I must have annoyed a lot of poeple on british roundabouts. I apologise. What most brits don't seem to know, roundabouts elsewhere in europe function differently. So if someone with a foreign numberplate is behaving strange, it needn't be meant bad. Honking is not requierd. In Germany for instance, we don't have this inner-outer circle thing you have, therefore also no indicating to the inside of the roundabout. In Germany, traffic in the roundabout (usually) has right-of-way. In Austria and the Netherlands they usually haven't. Netherlands has both forms, roundabouts where incoming traffic has right of way and roundabouts where traffic on the roundabout has right of way In France.....well I'm sure there's official regulation but I've never noticed any exept the-biggest-or-boldest-goes-first In Switzerland and Germany you're NOT allowed to indicate when entering a roundabout. In Austria you are. When leaving the roundabout, you must indicate in all three countries. Conclusion: behaviour on roundabouts IS difficult to grasp (at least for foreigners)
Heh, people with non-UK plates are allowed to be confused by it - no other country in the world has quite the obsession with roundabouts that Britain does .
If it's increased to 80mph then the prosecution limit will have to be 88mph. They have to allow for inaccuracies in speedometers. I've got no problem with the limit going up, however it wouldn't get anyone anywhere faster, and it wouldn't improve the economy in any way.
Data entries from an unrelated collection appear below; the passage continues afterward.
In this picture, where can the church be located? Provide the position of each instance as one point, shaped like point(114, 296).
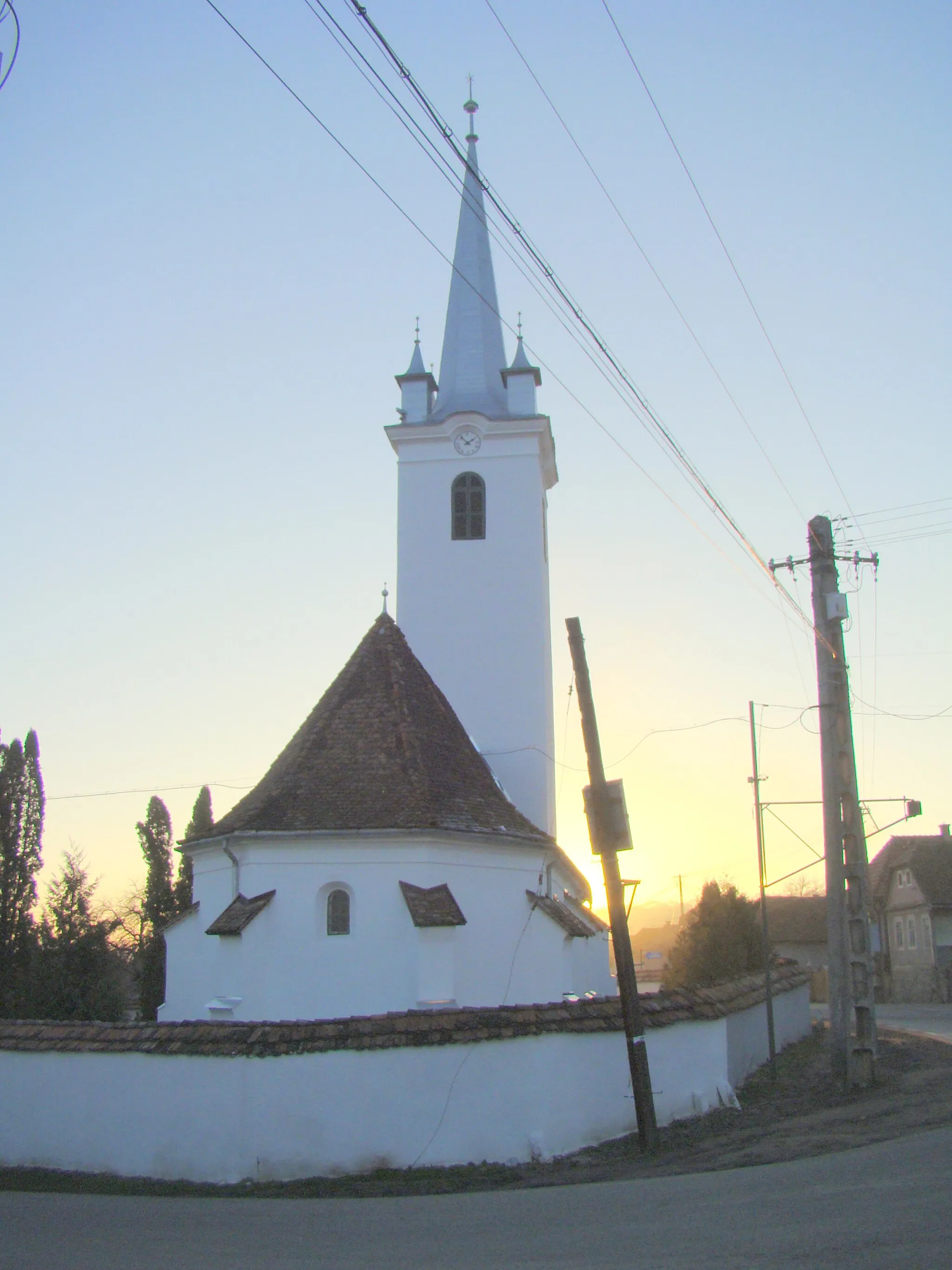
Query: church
point(389, 961)
point(400, 852)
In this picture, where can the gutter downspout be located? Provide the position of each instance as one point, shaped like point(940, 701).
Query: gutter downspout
point(237, 874)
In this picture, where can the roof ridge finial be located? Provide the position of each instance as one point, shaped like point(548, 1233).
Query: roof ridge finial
point(471, 108)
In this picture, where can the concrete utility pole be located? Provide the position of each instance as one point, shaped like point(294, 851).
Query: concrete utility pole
point(851, 976)
point(610, 833)
point(761, 868)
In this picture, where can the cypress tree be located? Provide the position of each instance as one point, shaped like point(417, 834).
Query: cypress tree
point(77, 972)
point(159, 904)
point(720, 940)
point(198, 827)
point(22, 805)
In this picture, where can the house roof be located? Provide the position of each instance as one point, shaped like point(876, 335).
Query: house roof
point(930, 857)
point(432, 906)
point(383, 750)
point(796, 918)
point(239, 913)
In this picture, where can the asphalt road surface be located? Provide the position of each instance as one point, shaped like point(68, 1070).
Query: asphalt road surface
point(933, 1022)
point(883, 1206)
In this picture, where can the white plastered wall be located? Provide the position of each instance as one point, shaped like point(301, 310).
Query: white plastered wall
point(285, 964)
point(478, 612)
point(225, 1119)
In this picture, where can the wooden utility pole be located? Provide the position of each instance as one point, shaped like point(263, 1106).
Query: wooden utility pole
point(851, 976)
point(608, 831)
point(760, 822)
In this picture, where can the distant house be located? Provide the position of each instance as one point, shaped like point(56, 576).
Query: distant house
point(911, 885)
point(652, 945)
point(798, 929)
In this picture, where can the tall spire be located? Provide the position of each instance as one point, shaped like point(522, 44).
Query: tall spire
point(473, 343)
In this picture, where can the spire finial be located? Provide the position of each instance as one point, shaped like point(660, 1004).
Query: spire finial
point(471, 108)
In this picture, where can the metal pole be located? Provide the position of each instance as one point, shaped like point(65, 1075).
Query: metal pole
point(621, 938)
point(851, 981)
point(760, 824)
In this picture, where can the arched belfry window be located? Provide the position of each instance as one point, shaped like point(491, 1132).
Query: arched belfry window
point(338, 913)
point(469, 506)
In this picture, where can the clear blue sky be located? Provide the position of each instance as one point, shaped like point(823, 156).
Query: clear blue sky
point(205, 304)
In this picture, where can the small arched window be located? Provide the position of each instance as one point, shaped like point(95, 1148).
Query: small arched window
point(469, 506)
point(338, 913)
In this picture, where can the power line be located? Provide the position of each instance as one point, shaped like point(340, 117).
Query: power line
point(900, 507)
point(639, 406)
point(8, 9)
point(730, 261)
point(647, 259)
point(714, 503)
point(909, 718)
point(152, 789)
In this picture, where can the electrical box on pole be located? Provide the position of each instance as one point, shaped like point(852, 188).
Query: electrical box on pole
point(850, 948)
point(610, 833)
point(851, 972)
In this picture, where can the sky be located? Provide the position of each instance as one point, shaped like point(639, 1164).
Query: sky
point(206, 303)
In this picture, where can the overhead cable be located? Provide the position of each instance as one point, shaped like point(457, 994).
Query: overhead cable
point(542, 364)
point(640, 407)
point(730, 261)
point(647, 259)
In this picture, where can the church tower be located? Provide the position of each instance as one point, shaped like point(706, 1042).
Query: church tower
point(475, 461)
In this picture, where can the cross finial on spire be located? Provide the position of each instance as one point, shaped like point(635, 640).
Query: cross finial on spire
point(471, 108)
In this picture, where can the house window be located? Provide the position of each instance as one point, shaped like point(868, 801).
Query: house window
point(469, 506)
point(338, 913)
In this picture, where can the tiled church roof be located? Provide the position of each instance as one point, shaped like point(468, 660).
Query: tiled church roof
point(383, 750)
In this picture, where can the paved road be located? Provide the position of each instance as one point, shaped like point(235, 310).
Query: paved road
point(878, 1207)
point(931, 1020)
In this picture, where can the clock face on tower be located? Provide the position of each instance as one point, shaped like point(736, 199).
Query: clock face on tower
point(468, 444)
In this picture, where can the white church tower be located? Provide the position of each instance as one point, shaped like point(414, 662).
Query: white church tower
point(475, 464)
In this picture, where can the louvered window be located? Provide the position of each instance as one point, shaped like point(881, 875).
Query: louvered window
point(469, 506)
point(338, 913)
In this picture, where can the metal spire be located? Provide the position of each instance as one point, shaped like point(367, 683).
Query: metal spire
point(474, 355)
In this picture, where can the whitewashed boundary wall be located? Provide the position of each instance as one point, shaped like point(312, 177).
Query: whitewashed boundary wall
point(431, 1088)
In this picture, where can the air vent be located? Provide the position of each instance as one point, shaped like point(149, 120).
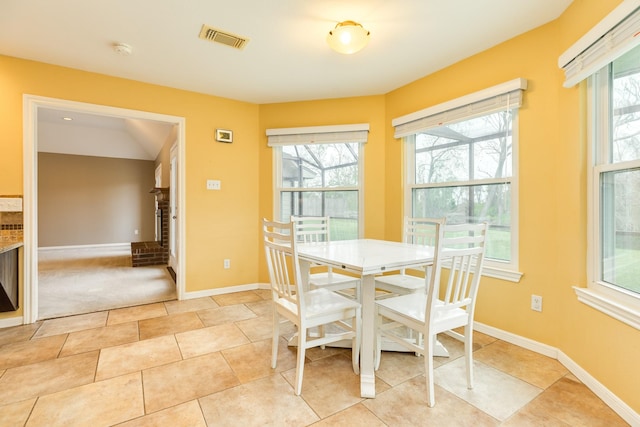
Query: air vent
point(214, 35)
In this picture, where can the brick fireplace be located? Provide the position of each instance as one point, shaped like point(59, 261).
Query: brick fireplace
point(156, 252)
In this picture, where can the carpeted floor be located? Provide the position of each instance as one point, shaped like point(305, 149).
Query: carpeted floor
point(86, 280)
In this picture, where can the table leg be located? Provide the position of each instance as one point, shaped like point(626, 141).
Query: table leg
point(367, 373)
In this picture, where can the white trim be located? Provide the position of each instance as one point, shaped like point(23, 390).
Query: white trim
point(518, 340)
point(318, 129)
point(501, 89)
point(615, 35)
point(504, 270)
point(123, 246)
point(356, 133)
point(31, 104)
point(278, 189)
point(603, 27)
point(608, 304)
point(11, 322)
point(609, 398)
point(501, 273)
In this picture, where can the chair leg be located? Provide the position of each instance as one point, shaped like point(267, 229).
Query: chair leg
point(275, 339)
point(468, 354)
point(356, 324)
point(428, 370)
point(377, 355)
point(302, 346)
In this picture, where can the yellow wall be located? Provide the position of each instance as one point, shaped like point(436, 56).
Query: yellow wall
point(552, 172)
point(552, 191)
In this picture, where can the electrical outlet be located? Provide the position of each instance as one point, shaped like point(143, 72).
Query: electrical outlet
point(536, 302)
point(213, 184)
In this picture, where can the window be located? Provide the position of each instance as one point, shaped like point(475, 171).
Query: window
point(460, 163)
point(614, 217)
point(613, 115)
point(319, 173)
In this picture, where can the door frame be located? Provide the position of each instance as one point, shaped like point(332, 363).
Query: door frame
point(31, 104)
point(174, 211)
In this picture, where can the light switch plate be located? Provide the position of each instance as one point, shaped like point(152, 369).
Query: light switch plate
point(10, 204)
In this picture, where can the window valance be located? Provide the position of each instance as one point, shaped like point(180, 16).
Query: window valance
point(500, 97)
point(318, 135)
point(616, 34)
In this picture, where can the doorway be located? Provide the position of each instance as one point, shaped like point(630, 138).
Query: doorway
point(32, 104)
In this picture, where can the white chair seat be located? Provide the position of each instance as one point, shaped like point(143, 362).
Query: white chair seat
point(400, 283)
point(326, 279)
point(320, 302)
point(438, 310)
point(303, 307)
point(413, 307)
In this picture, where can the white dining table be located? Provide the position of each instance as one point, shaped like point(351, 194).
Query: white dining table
point(366, 258)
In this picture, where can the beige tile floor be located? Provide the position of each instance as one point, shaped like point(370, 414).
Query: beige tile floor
point(205, 362)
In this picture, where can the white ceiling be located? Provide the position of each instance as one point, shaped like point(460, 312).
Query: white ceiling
point(287, 57)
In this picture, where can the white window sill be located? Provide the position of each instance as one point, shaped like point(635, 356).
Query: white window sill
point(500, 273)
point(610, 305)
point(496, 273)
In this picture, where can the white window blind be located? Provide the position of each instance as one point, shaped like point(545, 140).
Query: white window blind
point(504, 96)
point(318, 135)
point(615, 35)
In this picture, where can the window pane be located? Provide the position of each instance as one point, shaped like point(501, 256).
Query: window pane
point(320, 165)
point(491, 203)
point(620, 228)
point(625, 144)
point(478, 148)
point(340, 206)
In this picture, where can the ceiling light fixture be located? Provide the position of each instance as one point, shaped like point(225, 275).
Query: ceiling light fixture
point(122, 49)
point(348, 37)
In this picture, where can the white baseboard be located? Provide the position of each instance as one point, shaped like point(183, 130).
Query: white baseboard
point(614, 402)
point(11, 321)
point(124, 246)
point(227, 290)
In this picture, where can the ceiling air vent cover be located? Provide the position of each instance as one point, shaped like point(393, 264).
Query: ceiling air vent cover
point(218, 36)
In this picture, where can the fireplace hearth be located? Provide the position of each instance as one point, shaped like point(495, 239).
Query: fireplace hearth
point(155, 252)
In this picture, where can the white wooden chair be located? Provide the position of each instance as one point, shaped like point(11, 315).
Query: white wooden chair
point(417, 231)
point(461, 249)
point(313, 230)
point(305, 308)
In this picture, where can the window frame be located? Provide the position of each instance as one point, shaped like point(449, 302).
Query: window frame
point(505, 270)
point(615, 301)
point(278, 189)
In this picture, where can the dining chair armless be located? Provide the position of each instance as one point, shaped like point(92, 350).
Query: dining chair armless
point(306, 308)
point(460, 249)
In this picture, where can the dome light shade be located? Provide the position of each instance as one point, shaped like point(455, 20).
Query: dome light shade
point(348, 37)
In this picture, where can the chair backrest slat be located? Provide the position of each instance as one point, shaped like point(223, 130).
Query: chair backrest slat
point(282, 260)
point(311, 229)
point(462, 250)
point(419, 231)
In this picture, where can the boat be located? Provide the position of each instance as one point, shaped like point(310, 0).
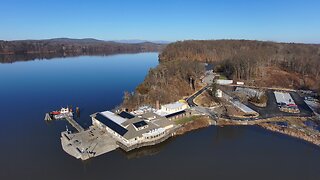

Fewer people would be prosecuted for speeding though, which is a result.
Does no one think if trucks didnt spend thirty minutes overtaking each other and hogging exits it may produce a free flowing motorway system?
How would raising the speed limit to 80mph benefit the economy in any way at all? Last time I looked, lorries are a huge proportion of trade via motorways and I can't see them doing 80mph. On top of that, people who are saying their car is achieving good economy at 80mph are talking crap. It's simple physics, the faster you go, the more energy you waste against air resistance and it's exponential so going that 10mph faster is quite a difference. Also, with small car engines you sure as hell aren't going to get their maximum energy efficiency at 4000RPM. Helping the economy by using more fuel to get to a destination and keeping articulated lorries exactly as they are. Yeah, right.
Krikkit posted this: If, by law, the indicated speed must never be less than the true speed, why is there this idea that prosecutions cannot be for speeds less than 10% over the limit? If your true speed is 81 mph then your indicated speed must not be less than 81 mph. The inaccuracies work only to over-estimate your true speed, so you may think you're doing 90, not 73.